The fashion for Hedda Gabler in recent years has been to impose what might be termed the anti-aspidistra approach, as directors including Ivo van Hove, Thomas Ostermeier and Carrie Cracknell have sought to transpose Hedda from an unhappily married 19th-century general’s daughter into a throughly modern, neurotic wreck.

So it initially comes as a bit of a surprise to find a Hedda who is conventionally corseted-up, though director/adapter Selma Dimitrijevic’s approach veers some way from traditional, Ibsenite realism. To fully understand it, the piece really needs to be seen in context as part of Northern Stage-Greyscale’s Queens of the North season, which doubles the same cast, and the imposing basilisks of Tom Piper’s scenery, with a radical rereading of Frankenstein.

In Dimitrijevic’s version of Mary Shelley’s tale, Dr Victoria Frankenstein seeks scientific enlightenment as a means of escaping the obligations of a woman’s place in society. Her adaptation of Ibsen shows Hedda to be similarly constrained, though rather than reanimating body parts, she subjects those around her to a manipulative thought-experiment whose destructive impulse seems to be the expression of a disintegrating mind. From her first appearance, Victoria Elliott’s Hedda appears distracted, newly returned from a stultifying honeymoon which her husband Tesman spent collecting data for his academic treatise on Dutch cottage industries. “I know everything there is to know about thatched roofs and wattle and daub,” she spits, with the malicious undercurrent of one who would burn every Dutch cottage to the ground given half an opportunity.

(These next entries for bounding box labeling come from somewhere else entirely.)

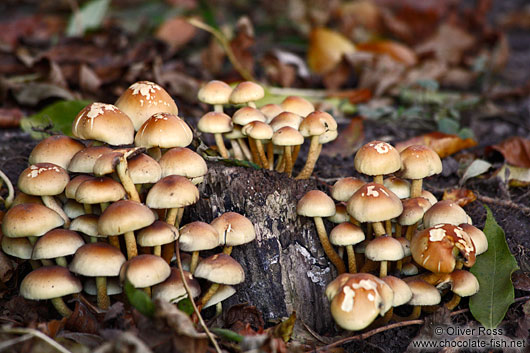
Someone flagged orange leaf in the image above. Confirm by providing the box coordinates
[357,40,418,66]
[307,27,355,74]
[442,188,477,207]
[488,136,530,168]
[396,131,477,158]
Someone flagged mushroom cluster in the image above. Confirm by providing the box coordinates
[198,80,338,179]
[297,141,488,330]
[2,81,255,316]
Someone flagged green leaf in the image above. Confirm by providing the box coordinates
[124,279,155,317]
[469,206,518,328]
[20,100,90,139]
[66,0,110,37]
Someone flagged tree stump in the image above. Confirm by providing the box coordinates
[186,163,336,333]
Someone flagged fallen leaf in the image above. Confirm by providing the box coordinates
[396,131,477,158]
[307,27,355,74]
[486,136,530,168]
[442,188,477,207]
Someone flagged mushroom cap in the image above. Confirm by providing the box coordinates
[179,221,219,251]
[210,212,256,246]
[296,190,335,217]
[329,222,364,246]
[72,103,134,146]
[2,203,64,238]
[400,145,442,179]
[75,177,125,204]
[197,80,232,105]
[116,81,178,130]
[423,200,468,228]
[145,175,199,208]
[98,200,155,235]
[331,177,366,202]
[158,147,208,179]
[18,163,70,196]
[280,96,315,116]
[410,224,475,273]
[197,112,234,134]
[364,236,405,261]
[407,279,442,305]
[347,183,403,222]
[28,135,85,169]
[134,113,193,148]
[31,229,85,260]
[68,146,112,174]
[136,221,179,246]
[69,243,125,277]
[354,141,401,175]
[194,254,245,285]
[153,267,201,303]
[120,254,171,288]
[230,81,265,104]
[20,266,83,300]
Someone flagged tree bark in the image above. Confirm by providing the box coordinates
[186,163,336,333]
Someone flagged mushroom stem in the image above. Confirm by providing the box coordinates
[213,133,230,159]
[124,232,138,260]
[51,297,72,317]
[410,179,423,198]
[346,245,357,273]
[296,136,320,179]
[313,217,346,274]
[41,196,70,228]
[96,277,110,310]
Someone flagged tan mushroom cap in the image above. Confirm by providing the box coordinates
[331,177,366,202]
[75,177,125,204]
[423,200,468,228]
[407,279,442,306]
[364,236,405,261]
[116,81,178,130]
[136,221,179,246]
[18,163,70,196]
[120,255,171,288]
[134,113,193,148]
[153,267,201,303]
[2,203,64,238]
[230,81,265,104]
[179,221,219,251]
[400,145,442,179]
[69,243,125,277]
[195,254,245,285]
[197,112,234,134]
[210,212,256,246]
[354,141,401,176]
[20,266,83,300]
[158,147,208,183]
[31,229,85,260]
[28,135,85,169]
[280,96,315,116]
[72,103,134,146]
[329,222,364,246]
[98,200,155,235]
[197,80,232,104]
[145,175,199,208]
[347,183,403,222]
[68,146,112,174]
[296,190,335,217]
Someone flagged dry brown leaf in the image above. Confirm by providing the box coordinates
[442,188,477,207]
[396,131,477,158]
[307,27,355,74]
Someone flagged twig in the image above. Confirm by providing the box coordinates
[2,327,72,353]
[187,18,256,81]
[175,239,222,353]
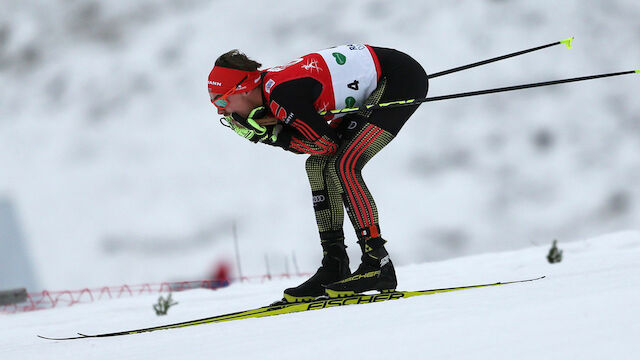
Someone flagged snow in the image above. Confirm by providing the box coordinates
[0,0,640,291]
[0,232,640,360]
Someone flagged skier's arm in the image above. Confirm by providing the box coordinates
[268,78,338,155]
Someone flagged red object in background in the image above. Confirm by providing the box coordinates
[209,260,231,289]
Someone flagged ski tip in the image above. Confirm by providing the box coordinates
[36,335,84,341]
[560,36,575,49]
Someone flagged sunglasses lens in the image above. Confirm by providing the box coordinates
[213,99,229,108]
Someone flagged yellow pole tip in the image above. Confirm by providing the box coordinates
[560,36,574,49]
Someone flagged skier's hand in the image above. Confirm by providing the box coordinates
[220,106,282,143]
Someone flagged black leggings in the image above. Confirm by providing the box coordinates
[306,47,428,239]
[369,47,429,136]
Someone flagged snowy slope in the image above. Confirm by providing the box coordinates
[0,232,640,360]
[0,0,640,290]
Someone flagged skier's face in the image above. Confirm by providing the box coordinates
[209,93,253,117]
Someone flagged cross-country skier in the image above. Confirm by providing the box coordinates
[208,45,428,302]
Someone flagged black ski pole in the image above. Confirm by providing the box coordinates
[319,70,640,116]
[427,37,573,79]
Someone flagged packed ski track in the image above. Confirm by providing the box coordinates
[0,232,640,359]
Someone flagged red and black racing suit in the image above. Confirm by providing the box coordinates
[263,47,428,245]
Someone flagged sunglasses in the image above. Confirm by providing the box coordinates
[211,75,249,110]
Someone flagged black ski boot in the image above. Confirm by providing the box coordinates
[326,237,398,297]
[283,232,351,303]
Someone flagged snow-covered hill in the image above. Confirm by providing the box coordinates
[0,232,640,360]
[0,0,640,290]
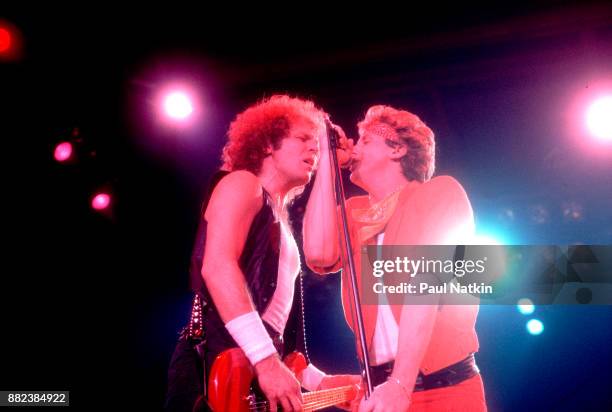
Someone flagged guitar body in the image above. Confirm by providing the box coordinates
[208,348,255,412]
[207,348,359,412]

Hedda Gabler endures the conversation of Judge Brack, Lovborg and her husband Tesman.
Self-absorption … Hedda Gabler endures the conversation of Judge Brack, Lövborg and her husband Tesman. Photograph: Topher McGrillis

Elliott shows a keen response to the character’s absurdity, particularly the manner in which she floats the outlandish proposal of pressing her ineffectual husband into politics. “Do you think you could see Tesman as prime minister?” she posits, though the fustian academic is played with such booby-ish self-absorption by Ed Gaughan it would be like Lady Macbeth backing Mr Casaubon to become king of Scotland. And there’s an alarmingly unhinged moment when she mounts the table for a spot of live target practice with her dead father’s pistols.

It’s a performance that arguably does not need Dimitrijevic’s most intrusive interpretative trope, which is to freeze the action whenever the red mist descends, isolating Hedda in a pool of light and expressing her rage in increasingly histrionic fashion. Though jarring in effect, it diminishes the overall impact of the play if the other characters become mere accessories to Hedda’s psychodrama. And the concept is in severe danger of overplaying its hand with a metatextual sequence following Hedda’s suicide, in which Elliott tears off her corset and fires several further rounds into the abandoned costume on the floor.

One can appreciate the symbolism that from a suffocating chrysalis of whalebone, a modern woman has been born. Yet it is gesture symptomatic of a trigger-happy production that ultimately succeeds only in shooting itself in the foot.